Fabrice Colin, pour sa première véritable incursion dans le monde du polar, nous plonge la tête la première dans l’énorme piscine qu’est cette ville tentaculaire, où la fraîcheur de l’eau fait vite place à un réel sentiment d’étouffement.
Le ton est résolument moderne, parfois lyrique, parfois cru. Le premier personnage du livre est la mégalopole elle-même où tout est bon pour « justifier » les frasques d’une population désœuvrée, où le fric fait perdre tout sens des réalités. Mais, qu’est-ce que la réalité lorsque l’on côtoie Hollywood ?
Soyons clair, Colin ne nous propose pas qu’une simple étude de mœurs, c’est un vrai polar, complexe, sombre, plein de faux-semblants.

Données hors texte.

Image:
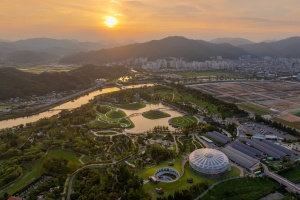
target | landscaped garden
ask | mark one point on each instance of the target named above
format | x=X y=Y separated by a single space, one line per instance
x=155 y=114
x=245 y=188
x=183 y=121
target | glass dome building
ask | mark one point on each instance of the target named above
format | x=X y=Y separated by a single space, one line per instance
x=209 y=163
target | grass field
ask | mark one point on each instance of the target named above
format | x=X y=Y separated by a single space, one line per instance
x=296 y=113
x=254 y=109
x=293 y=174
x=246 y=189
x=290 y=124
x=131 y=106
x=183 y=121
x=116 y=113
x=35 y=169
x=169 y=188
x=155 y=114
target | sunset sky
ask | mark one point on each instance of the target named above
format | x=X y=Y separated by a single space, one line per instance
x=149 y=19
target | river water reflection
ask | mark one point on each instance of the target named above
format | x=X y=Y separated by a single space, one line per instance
x=143 y=124
x=68 y=105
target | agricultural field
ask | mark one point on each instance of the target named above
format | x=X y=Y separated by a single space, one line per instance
x=206 y=74
x=254 y=109
x=183 y=121
x=155 y=114
x=296 y=113
x=245 y=188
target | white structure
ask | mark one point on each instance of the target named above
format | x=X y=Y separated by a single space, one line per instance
x=209 y=162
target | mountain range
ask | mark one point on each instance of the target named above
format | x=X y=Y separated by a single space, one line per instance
x=233 y=41
x=41 y=50
x=168 y=47
x=38 y=50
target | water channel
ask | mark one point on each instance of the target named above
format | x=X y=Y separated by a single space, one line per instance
x=141 y=124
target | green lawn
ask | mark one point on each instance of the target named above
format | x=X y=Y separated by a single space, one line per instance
x=254 y=109
x=35 y=170
x=183 y=121
x=169 y=188
x=290 y=124
x=242 y=189
x=155 y=114
x=293 y=174
x=131 y=106
x=116 y=113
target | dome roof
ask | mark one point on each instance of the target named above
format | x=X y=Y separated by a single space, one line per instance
x=208 y=161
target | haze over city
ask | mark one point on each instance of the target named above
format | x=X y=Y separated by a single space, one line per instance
x=144 y=20
x=149 y=100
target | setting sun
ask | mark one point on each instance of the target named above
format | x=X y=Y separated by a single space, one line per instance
x=110 y=21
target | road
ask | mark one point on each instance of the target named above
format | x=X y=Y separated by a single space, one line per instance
x=281 y=180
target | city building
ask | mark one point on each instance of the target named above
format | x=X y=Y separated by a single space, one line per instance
x=209 y=163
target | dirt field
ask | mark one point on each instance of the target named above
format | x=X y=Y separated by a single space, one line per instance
x=280 y=97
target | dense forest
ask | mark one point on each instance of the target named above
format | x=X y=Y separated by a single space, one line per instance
x=15 y=83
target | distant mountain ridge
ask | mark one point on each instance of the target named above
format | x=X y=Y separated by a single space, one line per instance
x=174 y=46
x=39 y=50
x=233 y=41
x=289 y=47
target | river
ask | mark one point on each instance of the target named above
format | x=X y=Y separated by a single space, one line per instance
x=68 y=105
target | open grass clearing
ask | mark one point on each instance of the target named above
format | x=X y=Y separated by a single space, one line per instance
x=35 y=169
x=254 y=109
x=116 y=113
x=183 y=121
x=131 y=106
x=169 y=188
x=244 y=188
x=155 y=114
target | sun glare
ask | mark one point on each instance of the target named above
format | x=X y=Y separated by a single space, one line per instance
x=110 y=21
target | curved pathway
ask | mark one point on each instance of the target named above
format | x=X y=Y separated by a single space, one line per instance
x=90 y=166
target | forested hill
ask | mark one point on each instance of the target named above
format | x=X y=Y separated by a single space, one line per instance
x=15 y=83
x=168 y=47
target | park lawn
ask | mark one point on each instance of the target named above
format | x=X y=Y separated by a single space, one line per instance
x=243 y=188
x=290 y=124
x=170 y=188
x=293 y=174
x=155 y=114
x=126 y=122
x=116 y=113
x=254 y=109
x=183 y=121
x=97 y=124
x=131 y=106
x=37 y=170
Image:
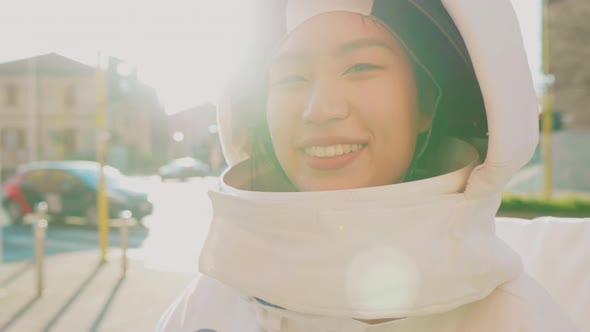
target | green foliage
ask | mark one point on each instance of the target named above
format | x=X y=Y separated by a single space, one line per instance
x=567 y=206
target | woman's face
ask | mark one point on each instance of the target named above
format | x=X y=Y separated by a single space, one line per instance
x=342 y=108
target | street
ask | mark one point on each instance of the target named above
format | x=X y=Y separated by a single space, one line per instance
x=571 y=166
x=176 y=230
x=171 y=241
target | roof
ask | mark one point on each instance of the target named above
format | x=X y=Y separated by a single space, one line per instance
x=48 y=64
x=68 y=164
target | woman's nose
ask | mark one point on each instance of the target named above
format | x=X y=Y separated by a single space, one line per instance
x=326 y=103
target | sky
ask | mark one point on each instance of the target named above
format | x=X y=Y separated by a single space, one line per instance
x=185 y=49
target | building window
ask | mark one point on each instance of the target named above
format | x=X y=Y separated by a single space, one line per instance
x=10 y=95
x=11 y=138
x=70 y=97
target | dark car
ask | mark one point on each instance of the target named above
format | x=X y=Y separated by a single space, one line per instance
x=183 y=168
x=70 y=189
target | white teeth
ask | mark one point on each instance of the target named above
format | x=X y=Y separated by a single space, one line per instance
x=331 y=150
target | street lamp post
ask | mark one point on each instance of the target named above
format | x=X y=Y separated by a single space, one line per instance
x=547 y=112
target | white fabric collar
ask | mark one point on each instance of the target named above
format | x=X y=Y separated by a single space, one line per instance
x=393 y=251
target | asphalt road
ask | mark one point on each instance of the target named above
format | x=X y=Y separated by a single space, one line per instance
x=171 y=240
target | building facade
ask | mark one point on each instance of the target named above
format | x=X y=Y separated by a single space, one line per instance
x=48 y=109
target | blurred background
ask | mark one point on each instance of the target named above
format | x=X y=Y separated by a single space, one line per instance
x=131 y=86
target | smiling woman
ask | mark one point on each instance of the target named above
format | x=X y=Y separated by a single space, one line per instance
x=364 y=179
x=338 y=99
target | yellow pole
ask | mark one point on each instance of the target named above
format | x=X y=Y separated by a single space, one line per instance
x=59 y=128
x=547 y=116
x=102 y=206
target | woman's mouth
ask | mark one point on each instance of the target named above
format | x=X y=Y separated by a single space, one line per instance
x=325 y=157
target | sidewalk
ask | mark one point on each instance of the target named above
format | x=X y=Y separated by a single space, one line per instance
x=81 y=295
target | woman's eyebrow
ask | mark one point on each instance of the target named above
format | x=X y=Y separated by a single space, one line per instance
x=363 y=43
x=288 y=57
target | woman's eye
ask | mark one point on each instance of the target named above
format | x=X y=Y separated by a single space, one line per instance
x=360 y=67
x=290 y=79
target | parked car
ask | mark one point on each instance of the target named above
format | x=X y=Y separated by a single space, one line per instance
x=70 y=189
x=183 y=168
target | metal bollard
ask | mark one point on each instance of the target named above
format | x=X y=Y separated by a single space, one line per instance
x=125 y=217
x=39 y=228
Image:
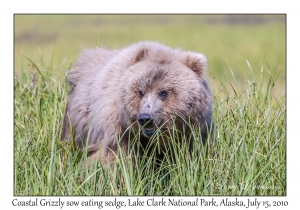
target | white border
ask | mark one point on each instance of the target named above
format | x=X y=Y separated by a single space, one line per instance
x=8 y=8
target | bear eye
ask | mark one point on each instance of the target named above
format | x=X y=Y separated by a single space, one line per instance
x=141 y=94
x=163 y=93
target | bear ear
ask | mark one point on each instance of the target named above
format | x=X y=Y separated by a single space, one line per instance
x=196 y=62
x=141 y=55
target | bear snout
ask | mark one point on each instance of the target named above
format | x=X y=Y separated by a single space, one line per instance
x=146 y=120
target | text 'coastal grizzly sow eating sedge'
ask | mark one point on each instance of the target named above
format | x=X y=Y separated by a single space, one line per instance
x=123 y=98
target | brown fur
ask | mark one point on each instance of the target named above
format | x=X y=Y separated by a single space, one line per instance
x=111 y=88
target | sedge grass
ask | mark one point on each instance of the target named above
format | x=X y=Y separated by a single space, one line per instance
x=247 y=157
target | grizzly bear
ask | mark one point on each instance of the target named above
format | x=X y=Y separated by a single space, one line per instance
x=145 y=89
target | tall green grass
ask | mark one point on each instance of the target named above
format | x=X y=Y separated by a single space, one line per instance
x=248 y=156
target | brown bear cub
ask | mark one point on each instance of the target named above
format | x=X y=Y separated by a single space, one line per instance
x=141 y=90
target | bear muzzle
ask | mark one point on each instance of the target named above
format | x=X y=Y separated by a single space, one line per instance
x=147 y=123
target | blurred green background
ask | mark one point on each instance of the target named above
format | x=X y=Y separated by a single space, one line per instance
x=230 y=42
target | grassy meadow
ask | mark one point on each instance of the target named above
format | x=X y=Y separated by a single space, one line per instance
x=246 y=71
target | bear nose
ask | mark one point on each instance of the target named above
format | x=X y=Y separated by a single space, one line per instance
x=145 y=120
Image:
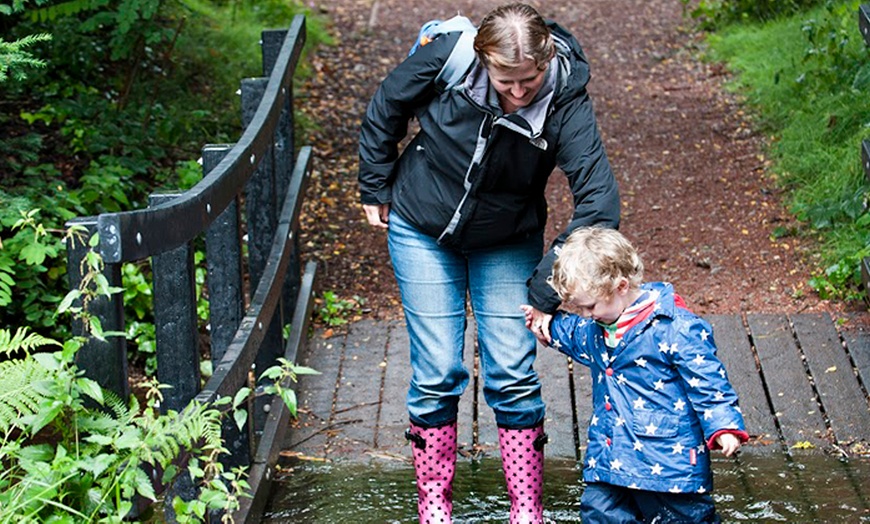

L’auteur prend le temps de nous plonger dans son histoire, pour au fur et à mesure, nous happer grâce à sa narration quasi hypnotique.
Récit écrit à la première personne, Colin égraine quelques chapitres à la troisième personne de-ci-de-là, qui attisent l’intérêt, sans qu’il soit possible de faire le lien entre ces histoires (jusqu’à la chute finale, forte en révélation, quoi que tirant un chouïa en longueur).
Colin est à l’aise comme un poisson dans l’eau (désolé…) dans cet univers qu’il a l’air de bien maîtriser pour un auteur français, Il nous mène par le bout du nez, sans nous lâcher jusqu’à la fin.
Une descente aux enfers et un polar actuel qui se révèle être une vraie réussite.
Souriez, vous êtes filmés.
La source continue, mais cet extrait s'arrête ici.